MDXG: New Price Target Announced Despite LCD Delay | MDXG Stock News

Author's Avatar
May 01, 2025
Article's Main Image

Craig-Hallum has adjusted its price target for MiMedx (MDXG, Financial), reducing it from $14 to $13, while maintaining a Buy rating on the stock. This decision follows the company's recent quarterly performance results. MiMedx upheld its financial outlook for 2025, projecting revenue growth in the high-single digits and EBITDA margins surpassing 20%, even in the face of delays related to LCD. The first-quarter revenue and EBITDA figures were slightly above or met expectations.

Wall Street Analysts Forecast

1917939818818596864.png

Based on the one-year price targets offered by 4 analysts, the average target price for MiMedx Group Inc (MDXG, Financial) is $13.50 with a high estimate of $16.00 and a low estimate of $12.00. The average target implies an upside of 104.55% from the current price of $6.60. More detailed estimate data can be found on the MiMedx Group Inc (MDXG) Forecast page.

Based on the consensus recommendation from 5 brokerage firms, MiMedx Group Inc's (MDXG, Financial) average brokerage recommendation is currently 2.0, indicating "Outperform" status. The rating scale ranges from 1 to 5, where 1 signifies Strong Buy, and 5 denotes Sell.

Based on GuruFocus estimates, the estimated GF Value for MiMedx Group Inc (MDXG, Financial) in one year is $6.77, suggesting a upside of 2.58% from the current price of $6.6. GF Value is GuruFocus' estimate of the fair value that the stock should be traded at. It is calculated based on the historical multiples the stock has traded at previously, as well as past business growth and the future estimates of the business' performance.
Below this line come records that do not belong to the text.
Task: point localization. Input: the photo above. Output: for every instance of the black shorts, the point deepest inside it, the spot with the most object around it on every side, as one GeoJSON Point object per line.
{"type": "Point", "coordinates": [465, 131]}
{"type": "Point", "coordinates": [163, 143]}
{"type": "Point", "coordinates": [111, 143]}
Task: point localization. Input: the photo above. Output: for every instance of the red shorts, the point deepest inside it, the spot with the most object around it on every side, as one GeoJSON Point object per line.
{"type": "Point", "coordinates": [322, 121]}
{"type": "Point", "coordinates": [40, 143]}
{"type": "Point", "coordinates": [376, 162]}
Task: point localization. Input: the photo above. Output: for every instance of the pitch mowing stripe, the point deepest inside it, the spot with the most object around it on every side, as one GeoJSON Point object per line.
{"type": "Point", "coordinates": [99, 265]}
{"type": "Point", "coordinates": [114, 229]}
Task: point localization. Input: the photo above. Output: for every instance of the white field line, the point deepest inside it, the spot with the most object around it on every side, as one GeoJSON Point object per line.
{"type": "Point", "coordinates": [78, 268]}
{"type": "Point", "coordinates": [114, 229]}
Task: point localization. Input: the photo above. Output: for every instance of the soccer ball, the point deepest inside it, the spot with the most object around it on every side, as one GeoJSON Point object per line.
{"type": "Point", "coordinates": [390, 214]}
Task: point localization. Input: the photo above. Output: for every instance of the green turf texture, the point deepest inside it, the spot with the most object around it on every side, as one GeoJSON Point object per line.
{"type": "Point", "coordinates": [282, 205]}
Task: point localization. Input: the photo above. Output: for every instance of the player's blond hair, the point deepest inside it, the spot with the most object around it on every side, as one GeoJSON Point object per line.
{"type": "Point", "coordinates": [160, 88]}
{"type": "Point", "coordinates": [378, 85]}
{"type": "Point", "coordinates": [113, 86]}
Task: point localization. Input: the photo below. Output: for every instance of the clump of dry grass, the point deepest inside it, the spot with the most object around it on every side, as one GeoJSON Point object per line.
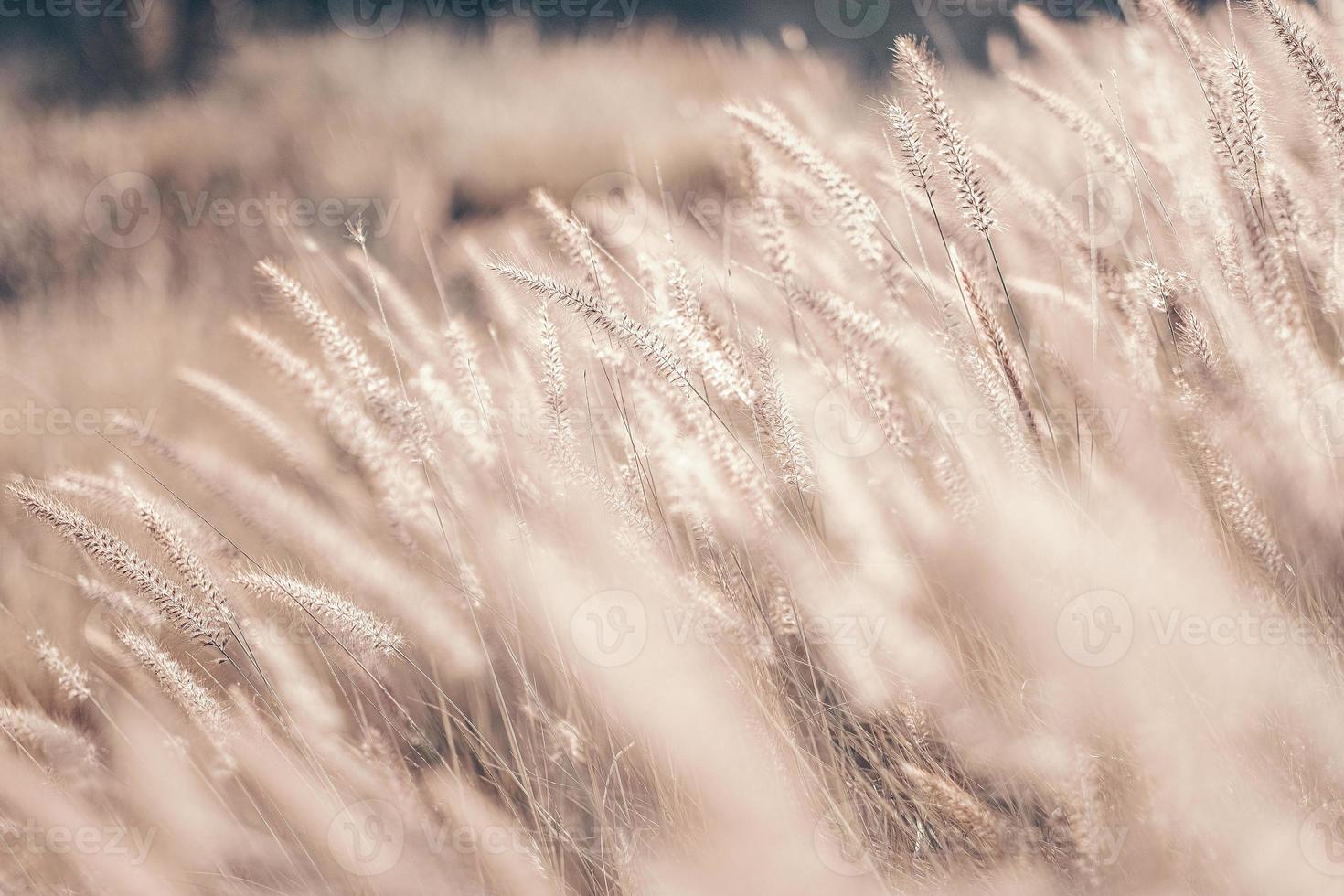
{"type": "Point", "coordinates": [976, 531]}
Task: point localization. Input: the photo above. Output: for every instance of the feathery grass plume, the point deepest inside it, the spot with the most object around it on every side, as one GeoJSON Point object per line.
{"type": "Point", "coordinates": [1192, 337]}
{"type": "Point", "coordinates": [626, 331]}
{"type": "Point", "coordinates": [971, 816]}
{"type": "Point", "coordinates": [71, 680]}
{"type": "Point", "coordinates": [385, 404]}
{"type": "Point", "coordinates": [1234, 504]}
{"type": "Point", "coordinates": [365, 632]}
{"type": "Point", "coordinates": [849, 324]}
{"type": "Point", "coordinates": [65, 747]}
{"type": "Point", "coordinates": [185, 559]}
{"type": "Point", "coordinates": [575, 240]}
{"type": "Point", "coordinates": [855, 211]}
{"type": "Point", "coordinates": [123, 602]}
{"type": "Point", "coordinates": [915, 63]}
{"type": "Point", "coordinates": [276, 438]}
{"type": "Point", "coordinates": [554, 379]}
{"type": "Point", "coordinates": [1093, 134]}
{"type": "Point", "coordinates": [199, 623]}
{"type": "Point", "coordinates": [775, 425]}
{"type": "Point", "coordinates": [347, 426]}
{"type": "Point", "coordinates": [905, 129]}
{"type": "Point", "coordinates": [998, 347]}
{"type": "Point", "coordinates": [887, 411]}
{"type": "Point", "coordinates": [1247, 129]}
{"type": "Point", "coordinates": [1323, 82]}
{"type": "Point", "coordinates": [466, 368]}
{"type": "Point", "coordinates": [769, 220]}
{"type": "Point", "coordinates": [179, 684]}
{"type": "Point", "coordinates": [718, 355]}
{"type": "Point", "coordinates": [906, 132]}
{"type": "Point", "coordinates": [411, 318]}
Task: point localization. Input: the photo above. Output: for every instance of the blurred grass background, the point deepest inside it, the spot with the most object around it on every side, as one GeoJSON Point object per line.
{"type": "Point", "coordinates": [136, 48]}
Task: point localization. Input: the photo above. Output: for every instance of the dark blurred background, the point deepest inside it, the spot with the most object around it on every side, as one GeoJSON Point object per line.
{"type": "Point", "coordinates": [91, 51]}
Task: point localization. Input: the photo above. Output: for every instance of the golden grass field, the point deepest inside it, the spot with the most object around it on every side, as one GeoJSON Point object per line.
{"type": "Point", "coordinates": [672, 466]}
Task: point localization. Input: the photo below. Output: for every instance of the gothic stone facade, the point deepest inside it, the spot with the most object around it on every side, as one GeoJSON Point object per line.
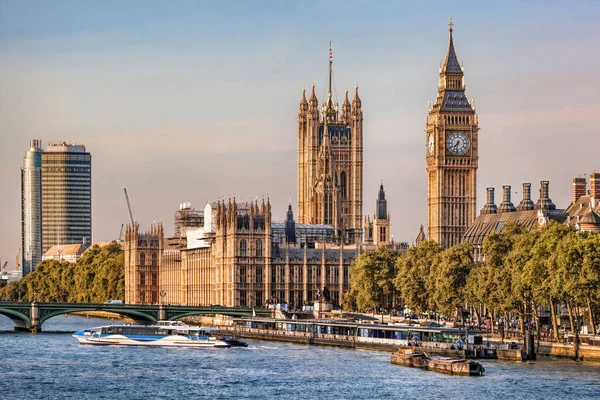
{"type": "Point", "coordinates": [451, 136]}
{"type": "Point", "coordinates": [330, 163]}
{"type": "Point", "coordinates": [249, 262]}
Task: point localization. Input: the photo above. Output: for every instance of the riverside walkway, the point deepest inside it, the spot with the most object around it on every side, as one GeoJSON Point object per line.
{"type": "Point", "coordinates": [29, 317]}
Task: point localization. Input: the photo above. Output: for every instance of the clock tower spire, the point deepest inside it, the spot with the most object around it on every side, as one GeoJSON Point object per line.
{"type": "Point", "coordinates": [451, 134]}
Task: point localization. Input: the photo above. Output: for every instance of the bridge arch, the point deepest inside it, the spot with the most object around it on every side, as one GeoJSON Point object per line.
{"type": "Point", "coordinates": [139, 317]}
{"type": "Point", "coordinates": [21, 317]}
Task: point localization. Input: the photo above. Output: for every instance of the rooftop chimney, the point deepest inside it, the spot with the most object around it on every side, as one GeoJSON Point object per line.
{"type": "Point", "coordinates": [595, 185]}
{"type": "Point", "coordinates": [526, 204]}
{"type": "Point", "coordinates": [506, 205]}
{"type": "Point", "coordinates": [579, 188]}
{"type": "Point", "coordinates": [489, 207]}
{"type": "Point", "coordinates": [544, 203]}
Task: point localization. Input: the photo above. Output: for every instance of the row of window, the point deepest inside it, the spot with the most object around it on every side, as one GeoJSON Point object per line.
{"type": "Point", "coordinates": [153, 260]}
{"type": "Point", "coordinates": [244, 248]}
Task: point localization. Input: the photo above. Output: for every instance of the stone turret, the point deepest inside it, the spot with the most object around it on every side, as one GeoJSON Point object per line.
{"type": "Point", "coordinates": [545, 203]}
{"type": "Point", "coordinates": [526, 204]}
{"type": "Point", "coordinates": [506, 205]}
{"type": "Point", "coordinates": [489, 207]}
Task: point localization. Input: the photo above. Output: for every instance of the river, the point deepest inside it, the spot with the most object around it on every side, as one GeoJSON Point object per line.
{"type": "Point", "coordinates": [54, 366]}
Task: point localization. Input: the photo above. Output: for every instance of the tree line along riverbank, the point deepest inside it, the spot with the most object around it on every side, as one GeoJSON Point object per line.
{"type": "Point", "coordinates": [522, 272]}
{"type": "Point", "coordinates": [98, 276]}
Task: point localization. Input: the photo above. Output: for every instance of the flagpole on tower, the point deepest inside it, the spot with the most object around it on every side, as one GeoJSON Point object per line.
{"type": "Point", "coordinates": [330, 65]}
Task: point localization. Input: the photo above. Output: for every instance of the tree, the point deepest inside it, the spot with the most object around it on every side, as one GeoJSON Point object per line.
{"type": "Point", "coordinates": [98, 276]}
{"type": "Point", "coordinates": [413, 275]}
{"type": "Point", "coordinates": [371, 281]}
{"type": "Point", "coordinates": [450, 278]}
{"type": "Point", "coordinates": [538, 279]}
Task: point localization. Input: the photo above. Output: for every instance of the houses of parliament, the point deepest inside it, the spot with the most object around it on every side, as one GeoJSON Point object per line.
{"type": "Point", "coordinates": [232, 253]}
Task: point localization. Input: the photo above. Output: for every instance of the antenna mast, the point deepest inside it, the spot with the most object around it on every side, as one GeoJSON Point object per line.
{"type": "Point", "coordinates": [129, 207]}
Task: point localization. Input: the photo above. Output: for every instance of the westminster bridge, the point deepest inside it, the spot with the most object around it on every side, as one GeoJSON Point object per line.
{"type": "Point", "coordinates": [29, 317]}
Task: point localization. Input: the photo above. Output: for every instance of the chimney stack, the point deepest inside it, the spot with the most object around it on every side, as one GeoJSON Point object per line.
{"type": "Point", "coordinates": [579, 188]}
{"type": "Point", "coordinates": [545, 203]}
{"type": "Point", "coordinates": [526, 204]}
{"type": "Point", "coordinates": [595, 185]}
{"type": "Point", "coordinates": [506, 205]}
{"type": "Point", "coordinates": [489, 207]}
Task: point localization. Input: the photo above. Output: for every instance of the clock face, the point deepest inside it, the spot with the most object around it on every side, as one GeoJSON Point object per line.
{"type": "Point", "coordinates": [430, 144]}
{"type": "Point", "coordinates": [457, 143]}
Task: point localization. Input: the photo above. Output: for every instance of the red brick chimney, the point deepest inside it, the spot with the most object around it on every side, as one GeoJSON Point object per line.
{"type": "Point", "coordinates": [579, 188]}
{"type": "Point", "coordinates": [595, 185]}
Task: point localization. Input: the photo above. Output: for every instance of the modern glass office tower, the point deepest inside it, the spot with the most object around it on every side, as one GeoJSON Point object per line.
{"type": "Point", "coordinates": [66, 195]}
{"type": "Point", "coordinates": [31, 207]}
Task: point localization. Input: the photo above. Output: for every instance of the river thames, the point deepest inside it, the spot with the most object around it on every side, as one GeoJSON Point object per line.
{"type": "Point", "coordinates": [55, 366]}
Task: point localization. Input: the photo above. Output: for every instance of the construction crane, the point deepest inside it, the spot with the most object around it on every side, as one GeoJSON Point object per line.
{"type": "Point", "coordinates": [129, 207]}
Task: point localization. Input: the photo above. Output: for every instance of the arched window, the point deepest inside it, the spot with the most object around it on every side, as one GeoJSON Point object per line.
{"type": "Point", "coordinates": [259, 248]}
{"type": "Point", "coordinates": [243, 248]}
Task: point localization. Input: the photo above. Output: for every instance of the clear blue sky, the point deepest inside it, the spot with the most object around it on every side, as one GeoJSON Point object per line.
{"type": "Point", "coordinates": [191, 100]}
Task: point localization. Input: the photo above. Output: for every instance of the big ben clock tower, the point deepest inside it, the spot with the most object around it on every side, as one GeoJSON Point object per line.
{"type": "Point", "coordinates": [452, 156]}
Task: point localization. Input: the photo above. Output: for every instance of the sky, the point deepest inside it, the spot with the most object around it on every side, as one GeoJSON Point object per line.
{"type": "Point", "coordinates": [196, 100]}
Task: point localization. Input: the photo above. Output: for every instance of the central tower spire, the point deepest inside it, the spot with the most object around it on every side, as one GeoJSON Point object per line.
{"type": "Point", "coordinates": [329, 108]}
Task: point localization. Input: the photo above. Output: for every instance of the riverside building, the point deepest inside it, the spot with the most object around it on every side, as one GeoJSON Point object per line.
{"type": "Point", "coordinates": [452, 155]}
{"type": "Point", "coordinates": [330, 162]}
{"type": "Point", "coordinates": [31, 207]}
{"type": "Point", "coordinates": [240, 257]}
{"type": "Point", "coordinates": [66, 195]}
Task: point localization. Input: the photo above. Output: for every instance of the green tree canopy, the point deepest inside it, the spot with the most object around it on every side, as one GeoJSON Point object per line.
{"type": "Point", "coordinates": [97, 277]}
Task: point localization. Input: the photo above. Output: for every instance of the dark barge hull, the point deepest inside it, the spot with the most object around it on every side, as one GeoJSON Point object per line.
{"type": "Point", "coordinates": [450, 366]}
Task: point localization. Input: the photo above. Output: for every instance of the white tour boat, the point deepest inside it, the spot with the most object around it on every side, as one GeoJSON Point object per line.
{"type": "Point", "coordinates": [162, 333]}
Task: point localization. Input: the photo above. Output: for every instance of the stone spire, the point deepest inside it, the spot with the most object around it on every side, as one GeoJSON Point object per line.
{"type": "Point", "coordinates": [290, 226]}
{"type": "Point", "coordinates": [451, 64]}
{"type": "Point", "coordinates": [381, 206]}
{"type": "Point", "coordinates": [421, 236]}
{"type": "Point", "coordinates": [356, 103]}
{"type": "Point", "coordinates": [330, 111]}
{"type": "Point", "coordinates": [303, 107]}
{"type": "Point", "coordinates": [346, 108]}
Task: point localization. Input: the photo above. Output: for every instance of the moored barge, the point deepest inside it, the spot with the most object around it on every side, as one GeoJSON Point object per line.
{"type": "Point", "coordinates": [407, 357]}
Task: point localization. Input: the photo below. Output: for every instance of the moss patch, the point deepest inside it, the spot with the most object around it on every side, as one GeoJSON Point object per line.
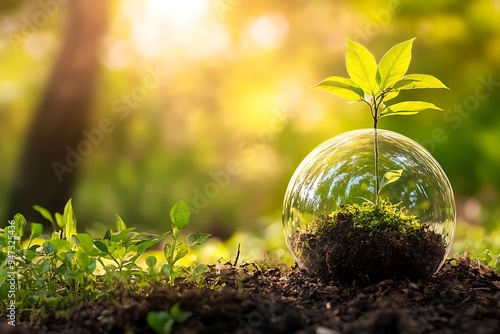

More detailed data can be found on the MiMedx Group Inc (MDXG) Summary page.

MDXG Key Business Developments

Release Date: April 30, 2025

  • Net Sales: $88 million, representing 4% growth year-over-year.
  • Adjusted Gross Profit Margin: 84% for the quarter.
  • Adjusted EBITDA: $17 million, or 20% of net sales.
  • Cash and Cash Equivalents: $106 million, an increase of $2 million during the quarter.
  • Surgical Business Growth: 16% increase in sales.
  • Wound Sales: $56 million, a decline of 2% year-over-year.
  • GAAP Net Income: $7 million, or $0.05 per share.
  • Adjusted Net Income: $10 million, or $0.06 per share.
  • Free Cash Flow: $5 million, flat compared to the same period last year.
  • R&D Expenses: $3 million, or about 4% of net sales, up 17% year-over-year.

For the complete transcript of the earnings call, please refer to the full earnings call transcript.

Positive Points

  • MiMedx Group Inc (MDXG, Financial) reported a 4% year-over-year increase in net sales for Q1 2025, reaching $88 million, despite a challenging comparison from the previous year.
  • The company's surgical business experienced double-digit growth, with a 16% increase in sales, driven by strong performance in products like AMNIOEFFECT and HELIOGEN.
  • MiMedx Group Inc (MDXG) ended the quarter with $106 million in cash, marking a $2 million increase, which is notable given the typically higher cash burn in Q1.
  • The company is actively expanding its product portfolio, with new offerings like CELERA and HELIOGEN gaining traction in the market.
  • MiMedx Group Inc (MDXG) is well-positioned to accelerate growth throughout 2025 and beyond, with strategic priorities focused on innovation, expanding its surgical market footprint, and enhancing customer relationships.

Negative Points

  • The company faced challenges in its wound care business, with sales declining by 2% due to Medicare reimbursement disruptions and turnover in sales representatives.
  • MiMedx Group Inc (MDXG) is experiencing pressure on its gross margins, with a decrease from 85% to 81% year-over-year, partly due to changes in product mix and ASPs.
  • The ongoing delays in Medicare reimbursement reform for skin substitutes continue to create uncertainty and hinder potential growth in the private office market.
  • Despite efforts to adapt to the current reimbursement environment, the company's lower-priced wound care products are less attractive to providers, impacting revenue growth.
  • The company cautions against expecting significant financial gains from its pivot to higher-priced third-party manufactured allografts, as only 25% of its business is exposed to ASP fluctuations.

Disclosures

I/We may personally own shares in some of the companies mentioned above. However, those positions are not material to either the company or to my/our portfolios.